Epilepsy seizures have always been linked to brain-related disorders, including but not limited to, autism condition. More than 40 percent of young children diagnosed with autism condition have also epilepsy in parallel.
Nevertheless, the underlying relationship between autism and epilepsy has not been completely understood. Researchers highlight early developments of human brain involve series of critical periods with large numbers of synapses tied to language capabilities and learning skills that gradually progress over a period of time.
Seizures also end up giving rise to cognition and learning issues. The severity of seizures is largely dependent on how they affect during the important phase of brain development.
Frances E. Jensen, senior author and MD from the Neurological department in the Perelman School of Medicine at the University of Pennsylvania comments, “It is important to understand the synaptic changes that follow the seizures given an opportunity to find an alternative treatment that can help one decoding the seizures.”

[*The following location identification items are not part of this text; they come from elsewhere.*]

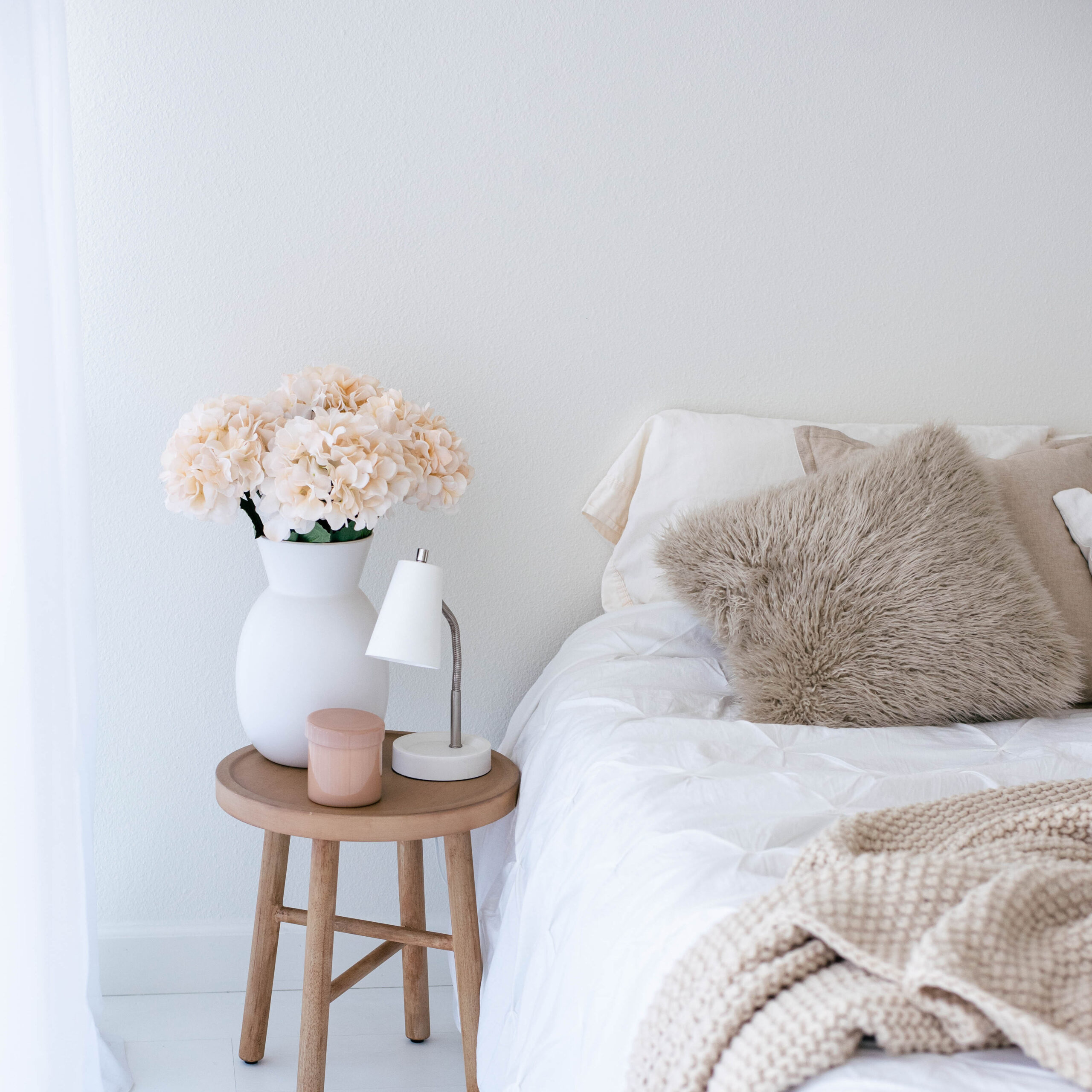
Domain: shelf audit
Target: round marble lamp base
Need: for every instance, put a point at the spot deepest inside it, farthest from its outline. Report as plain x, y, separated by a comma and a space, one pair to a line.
427, 756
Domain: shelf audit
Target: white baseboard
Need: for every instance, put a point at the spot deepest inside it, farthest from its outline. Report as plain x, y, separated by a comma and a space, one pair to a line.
213, 957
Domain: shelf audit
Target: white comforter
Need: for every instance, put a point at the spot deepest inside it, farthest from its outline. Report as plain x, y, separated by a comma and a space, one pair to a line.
648, 812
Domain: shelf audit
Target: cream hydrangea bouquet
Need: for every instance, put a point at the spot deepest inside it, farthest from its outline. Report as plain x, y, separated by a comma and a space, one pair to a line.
321, 459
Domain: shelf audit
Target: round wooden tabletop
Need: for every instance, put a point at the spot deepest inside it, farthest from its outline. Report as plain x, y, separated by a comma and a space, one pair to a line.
274, 798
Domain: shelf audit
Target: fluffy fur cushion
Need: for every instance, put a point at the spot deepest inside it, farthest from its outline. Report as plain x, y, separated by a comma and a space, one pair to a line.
887, 590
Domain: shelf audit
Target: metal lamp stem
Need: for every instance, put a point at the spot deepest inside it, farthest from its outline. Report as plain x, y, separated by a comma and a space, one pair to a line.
457, 679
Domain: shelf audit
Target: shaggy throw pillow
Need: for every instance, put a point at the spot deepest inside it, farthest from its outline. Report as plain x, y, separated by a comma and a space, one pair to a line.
1027, 483
888, 590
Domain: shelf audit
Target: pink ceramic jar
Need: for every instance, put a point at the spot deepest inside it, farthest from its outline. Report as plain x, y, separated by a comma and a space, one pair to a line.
344, 757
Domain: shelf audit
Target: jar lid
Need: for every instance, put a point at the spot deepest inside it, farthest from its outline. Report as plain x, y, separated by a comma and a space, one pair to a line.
346, 729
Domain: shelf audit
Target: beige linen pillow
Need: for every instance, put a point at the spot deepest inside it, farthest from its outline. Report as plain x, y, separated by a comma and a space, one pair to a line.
890, 589
1027, 483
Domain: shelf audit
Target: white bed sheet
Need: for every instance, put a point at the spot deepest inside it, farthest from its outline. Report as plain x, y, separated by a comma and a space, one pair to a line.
648, 812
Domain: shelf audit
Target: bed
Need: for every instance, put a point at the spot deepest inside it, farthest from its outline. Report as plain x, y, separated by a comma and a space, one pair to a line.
648, 812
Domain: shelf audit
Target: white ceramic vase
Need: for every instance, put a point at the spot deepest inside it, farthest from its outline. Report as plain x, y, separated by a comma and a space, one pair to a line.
303, 646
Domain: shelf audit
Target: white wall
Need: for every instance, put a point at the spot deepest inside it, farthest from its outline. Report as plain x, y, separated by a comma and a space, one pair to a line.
549, 220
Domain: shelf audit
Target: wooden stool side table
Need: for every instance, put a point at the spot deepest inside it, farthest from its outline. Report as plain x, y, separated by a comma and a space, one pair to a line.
274, 798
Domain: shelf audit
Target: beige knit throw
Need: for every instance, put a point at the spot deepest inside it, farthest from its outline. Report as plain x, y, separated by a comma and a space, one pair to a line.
958, 924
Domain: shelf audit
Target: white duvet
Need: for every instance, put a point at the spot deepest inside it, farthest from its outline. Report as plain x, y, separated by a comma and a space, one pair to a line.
648, 812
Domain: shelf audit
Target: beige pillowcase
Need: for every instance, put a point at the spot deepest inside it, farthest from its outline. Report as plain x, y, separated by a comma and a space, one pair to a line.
890, 589
1027, 483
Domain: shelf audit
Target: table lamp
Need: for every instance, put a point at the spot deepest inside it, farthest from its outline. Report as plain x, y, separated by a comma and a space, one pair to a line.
408, 631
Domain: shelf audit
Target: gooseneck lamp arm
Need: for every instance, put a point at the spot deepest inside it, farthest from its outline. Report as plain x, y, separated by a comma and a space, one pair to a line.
457, 668
457, 679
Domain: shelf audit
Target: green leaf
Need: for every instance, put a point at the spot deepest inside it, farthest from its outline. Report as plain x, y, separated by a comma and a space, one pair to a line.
350, 533
317, 534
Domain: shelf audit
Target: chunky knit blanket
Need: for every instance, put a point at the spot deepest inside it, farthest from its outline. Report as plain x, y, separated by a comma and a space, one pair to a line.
959, 924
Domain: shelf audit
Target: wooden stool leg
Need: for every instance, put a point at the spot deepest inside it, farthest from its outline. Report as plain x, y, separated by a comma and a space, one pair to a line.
414, 958
318, 960
256, 1011
465, 933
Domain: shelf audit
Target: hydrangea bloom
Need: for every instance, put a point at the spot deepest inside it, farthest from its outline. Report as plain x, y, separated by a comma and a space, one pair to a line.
326, 446
213, 459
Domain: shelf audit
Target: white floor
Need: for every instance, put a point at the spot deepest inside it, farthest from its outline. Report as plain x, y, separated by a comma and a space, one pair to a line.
190, 1042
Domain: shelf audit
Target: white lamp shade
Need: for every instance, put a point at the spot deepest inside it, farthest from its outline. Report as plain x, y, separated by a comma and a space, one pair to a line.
410, 625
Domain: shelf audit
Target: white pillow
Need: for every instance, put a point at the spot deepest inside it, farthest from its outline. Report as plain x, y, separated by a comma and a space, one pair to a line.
1076, 509
682, 460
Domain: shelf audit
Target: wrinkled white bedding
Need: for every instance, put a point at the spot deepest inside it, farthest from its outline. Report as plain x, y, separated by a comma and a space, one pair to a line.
647, 813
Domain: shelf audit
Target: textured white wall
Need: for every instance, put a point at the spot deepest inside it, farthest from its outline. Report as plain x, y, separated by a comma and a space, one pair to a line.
551, 220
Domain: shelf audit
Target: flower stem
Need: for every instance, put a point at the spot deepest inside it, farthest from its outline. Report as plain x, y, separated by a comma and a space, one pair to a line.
248, 506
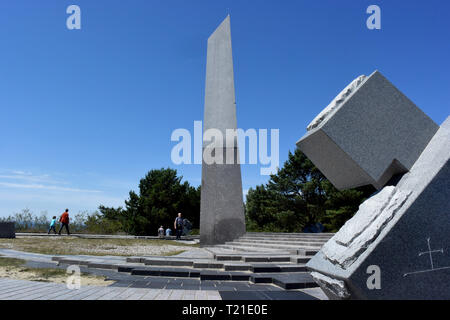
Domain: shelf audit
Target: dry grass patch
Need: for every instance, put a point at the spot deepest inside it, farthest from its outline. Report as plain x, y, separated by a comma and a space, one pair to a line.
98, 247
15, 269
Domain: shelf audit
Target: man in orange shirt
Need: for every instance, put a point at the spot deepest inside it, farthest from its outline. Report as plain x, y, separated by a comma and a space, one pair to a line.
64, 219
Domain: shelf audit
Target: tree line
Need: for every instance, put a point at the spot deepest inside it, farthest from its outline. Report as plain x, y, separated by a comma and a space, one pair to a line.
297, 198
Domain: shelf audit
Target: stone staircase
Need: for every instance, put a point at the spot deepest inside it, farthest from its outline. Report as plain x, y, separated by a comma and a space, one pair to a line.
255, 258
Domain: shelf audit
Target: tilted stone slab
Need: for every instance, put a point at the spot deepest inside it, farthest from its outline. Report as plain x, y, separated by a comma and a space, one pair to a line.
368, 134
7, 230
402, 232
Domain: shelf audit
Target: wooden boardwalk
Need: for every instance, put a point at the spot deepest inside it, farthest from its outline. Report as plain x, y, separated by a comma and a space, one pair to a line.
31, 290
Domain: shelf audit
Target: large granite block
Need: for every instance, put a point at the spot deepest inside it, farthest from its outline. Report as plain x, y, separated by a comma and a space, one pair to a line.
7, 230
403, 232
221, 206
368, 134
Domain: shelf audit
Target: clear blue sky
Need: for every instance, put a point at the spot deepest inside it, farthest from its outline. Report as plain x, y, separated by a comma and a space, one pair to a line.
86, 113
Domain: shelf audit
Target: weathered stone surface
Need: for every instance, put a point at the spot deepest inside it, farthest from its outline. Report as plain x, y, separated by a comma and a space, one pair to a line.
403, 231
369, 133
222, 211
7, 230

Frances further explains, “Nevertheless, the timing factor also has an important role to play and is equally important. We need to ensure brain development is not hindered the first time when the seizures appear that can help one reduce the severity of future impairments.”
As per the data available with Center for Disease Control and Prevention, one in every 68 children is affected by autism condition in the US alone. The numbers are believed to be much higher if the global count in taken into consideration.
More than 35 percent of young children with infantile spasms are observed to develop long-term intellectual disabilities such as autism condition during the course of their lives.
In a bid to get deeper insights, the researchers proceeded to induce artificially engineered seizures in mice using pentylenetetrazol or PTZ injections and applied voltage-sensitive dye imaging technique to visualize, monitor and measure brain activities.
The researchers further investigated the cause of AMPA receptors and their cause on synapses to understand the neuronal reactions in hippocampus regions.
NBQX treatments were seen to reduce AMPA receptor enhancements in seizure-induced mice while successfully restoring synaptic plasticity during the important phase of brain development. Further, the mice that were injected with saline post seizures were seen to showcase impaired synaptic plasticity that was consistent with prior observations in place.
The new findings highlight an underlying mechanism between seizures and cognitive impairments.
Jensen comments, “This synaptic plasticity is a dynamic target to treat autism condition and other related conditions that accompany life-seizures.”